I grow a few daylilies too, as they are showy and bright. I have heard some people recommend not to mix daylilies and irises, since the irises don’t like as much water as the daylilies need. Frankly, in my climate, it’s almost impossible to give irises enough water to bother them. Mine do fine together!

I have a couple very aggressive self-seeders that I enjoy: Mexican feathergrass (Nasella tenuissima) and clary sage (Salvia scarea). The feathergrass ripples in the wind and adds interest to the landscape all year round, since the leaves look nice even when dry over winter. The clary sage blooms profusely as the irises are finishing, through July, and the dried seedheads also look nice through the autumn and winter. Bumblebees and hummingbird moths love them, and we get little birds who come in large numbers to peck around for their seeds. Some people can’t abide aggressive self-seeders, but I don’t really mind. It’s not like you can stop weeding the garden if you don’t grow these things! Since I’m weeding regularly anyway, it makes no difference if I am pulling up these guys rather than something else that would be there instead. The trick is to get used to how they grow and not be taken by surprise. They can seem innocent while young, but that is when you have to be ruthless if you find them in a spot where they will be unwelcome when fully grown.

Last year, I grew a stand of showy milkweed (Asclepias speciosa), thinking to do my bit to help out the monarch butterflies. I completely misjudged how big these things get! I love them, though, both the flowers and the raucous cotton-candy like seed heads. This year, they are getting some severe editing. I will restrict them to areas in the back of the bed, behind the irises, not amongst them!

Fallugia paradoxa and Penstemon eatonii

Speaking of seed heads, I somehow managed to live my whole life in New Mexico without noticing Apache plume (Fallugia paradoxa) until seeing it at a native plant society gathering a few years ago. Now I am in love! This is a shrub that can grow quite large. It displays simple white flowers late in iris season, followed by pinkish, feathery seedheads that persist until frost. It’s a native here, and requires no care at all once established. With very few exceptions, this is one of my rules: I water and weed the iris beds routinely, but any plant that needs special attention beyond that doesn’t get a place in my garden. I’ll try any plant once; a few might earn a second try, but after that they are off the list.

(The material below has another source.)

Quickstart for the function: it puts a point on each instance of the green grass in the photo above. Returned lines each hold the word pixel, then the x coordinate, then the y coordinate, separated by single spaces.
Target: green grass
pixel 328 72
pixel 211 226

I also grow quite a few different penstemon species. Most bloom at the end of iris season or shortly afterwards and their flowers last maybe a month or so. Some penstemon species bloom longer. Red ones are pollinated by hummingbirds, although I have seen hummingbirds enjoying the violet ones too.

Most of the other plants in my garden look their best in early summer, and the garden tends to ramp down as the year progresses. My favorite autumn-blooming plants are the hylotelephiums, such as ‘Autumn Joy’ and its ilk. I need to remind myself to get more of these. I have only a few in one spot, but could enjoy them in lots of other places.

One of the consequences of not doing advance planning is that you can end up with “holes” – periods of time when there’s not much in bloom and the garden seems on hold. One solution is to stay alert for this; and when the lull comes around, go visit friends’ gardens and local nurseries and see what looks good. Even if you don’t buy them right away, you can record which plants could be introduced to fill the gap.

I don’t put a lot of effort into finding plants that bloom in autumn. Summers here are hot and dry, and everything gets stressed. By the end of the season, both garden and gardener are looking ahead to the peace of winter, rather than seeking to recreate the exuberance of spring and early summer. I do, however, love the autumn crocuses (Crocus speciosus), which pop up suddenly after a rain and give a final burst of color as the gardening year winds down.

With a little experimentation and some time, it is possible to have a garden that is mostly irises but still holds interest and looks nice year round. Even iris nuts deserve a pleasant outdoor space!